Heute internationaler Tag der Pflege

„Pflegekräften muss mehr Anerkennung gewährt werden“

Besuch im Kreisaltenheim (von links): Franz Duin, Hans-Jürgen Pape, Christiane Grünewald, Dieter Kreye, Petra David, Rudolf Drieling, Hermann Bokelmann und Harri Brendler.

Wildeshausen - Den internationalen Tag der Pflege am Mittwoch nahmen die SPD-Senioren im Landkreis Oldenburg bereits am Dienstag zum Anlass, um im Kreisaltenheim an der Goldenstedter Straße in Wildeshausen den dort Beschäftigten Dank und Anerkennung „für ihre aufopferungsvolle Arbeit“ auszusprechen. Das gelte gleichzeitig auch für alle Kräfte in anderen Pflegeheimen, in der ambulanten Pflege und den zu Hause pflegenden Angehörigen.
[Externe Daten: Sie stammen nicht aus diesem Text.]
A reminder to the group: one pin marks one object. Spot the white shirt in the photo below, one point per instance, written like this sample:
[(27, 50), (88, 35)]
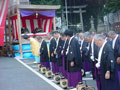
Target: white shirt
[(69, 45), (100, 54), (51, 39), (57, 41), (64, 46), (114, 41)]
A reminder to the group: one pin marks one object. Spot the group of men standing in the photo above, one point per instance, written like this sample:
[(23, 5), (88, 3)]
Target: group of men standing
[(98, 53)]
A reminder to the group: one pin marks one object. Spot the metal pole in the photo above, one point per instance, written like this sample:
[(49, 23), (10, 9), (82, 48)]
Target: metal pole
[(66, 12), (81, 19)]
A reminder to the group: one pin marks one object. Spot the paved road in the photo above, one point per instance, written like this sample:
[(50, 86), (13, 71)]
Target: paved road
[(14, 76)]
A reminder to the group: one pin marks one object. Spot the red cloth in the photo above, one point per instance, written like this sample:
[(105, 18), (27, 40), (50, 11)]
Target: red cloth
[(43, 22)]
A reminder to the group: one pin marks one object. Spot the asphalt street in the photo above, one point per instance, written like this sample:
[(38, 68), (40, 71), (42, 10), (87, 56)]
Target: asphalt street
[(15, 76)]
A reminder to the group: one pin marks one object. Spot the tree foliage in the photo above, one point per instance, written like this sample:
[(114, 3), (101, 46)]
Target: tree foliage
[(46, 2), (112, 6)]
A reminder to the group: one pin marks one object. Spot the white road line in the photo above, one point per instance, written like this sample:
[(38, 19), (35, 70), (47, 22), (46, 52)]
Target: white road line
[(40, 75)]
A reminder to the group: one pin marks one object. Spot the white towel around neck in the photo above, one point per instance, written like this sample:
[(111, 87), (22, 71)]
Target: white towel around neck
[(69, 45), (100, 54)]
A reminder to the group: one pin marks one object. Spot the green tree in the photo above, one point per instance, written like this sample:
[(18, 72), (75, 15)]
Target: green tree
[(112, 6), (46, 2)]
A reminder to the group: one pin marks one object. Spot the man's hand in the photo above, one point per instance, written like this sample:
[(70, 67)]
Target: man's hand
[(118, 60), (72, 64), (81, 52), (107, 75)]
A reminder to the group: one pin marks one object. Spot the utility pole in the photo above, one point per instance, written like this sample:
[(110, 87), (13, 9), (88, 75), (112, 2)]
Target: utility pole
[(66, 12)]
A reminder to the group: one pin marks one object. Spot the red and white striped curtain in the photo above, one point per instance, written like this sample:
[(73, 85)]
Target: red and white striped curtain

Die Gesellschaft müsse den Pflegekräfte mehr Anerkennung gewähren, betonte 60plus-Kreisvorsitzender Hermann Bokelmann: „An die Pflege denken die meisten Menschen erst, wenn sie selbst oder Angehörige betroffen sind. Da die Pflegebedürftigen sich meistens nicht mehr so melden können, sagen wir es von 60plus umso deutlicher.“

Im „KulturTreff“, der früher Viehstall war, berichteten Einrichtungsleiterin Christiane Grünewald und Pflegedienstleiterin Petra David über die vielfältige Arbeit in der über 100 Jahre alten Einrichtung, die der Landkreis vor einigen Jahren in die Trägerschaft des Bezirksverbandes Oldenburg (BVO) übertrug. Der BVO plant Modernisierungen für etliche Millionen Euro im früher ländlichen Altersheim, das sich zur Fachpflegeeinrichtung mit dem Schwerpunkt Gerontopsychiatrie entwickelt hat und 79 erkrankten Menschen ein Zuhause bietet.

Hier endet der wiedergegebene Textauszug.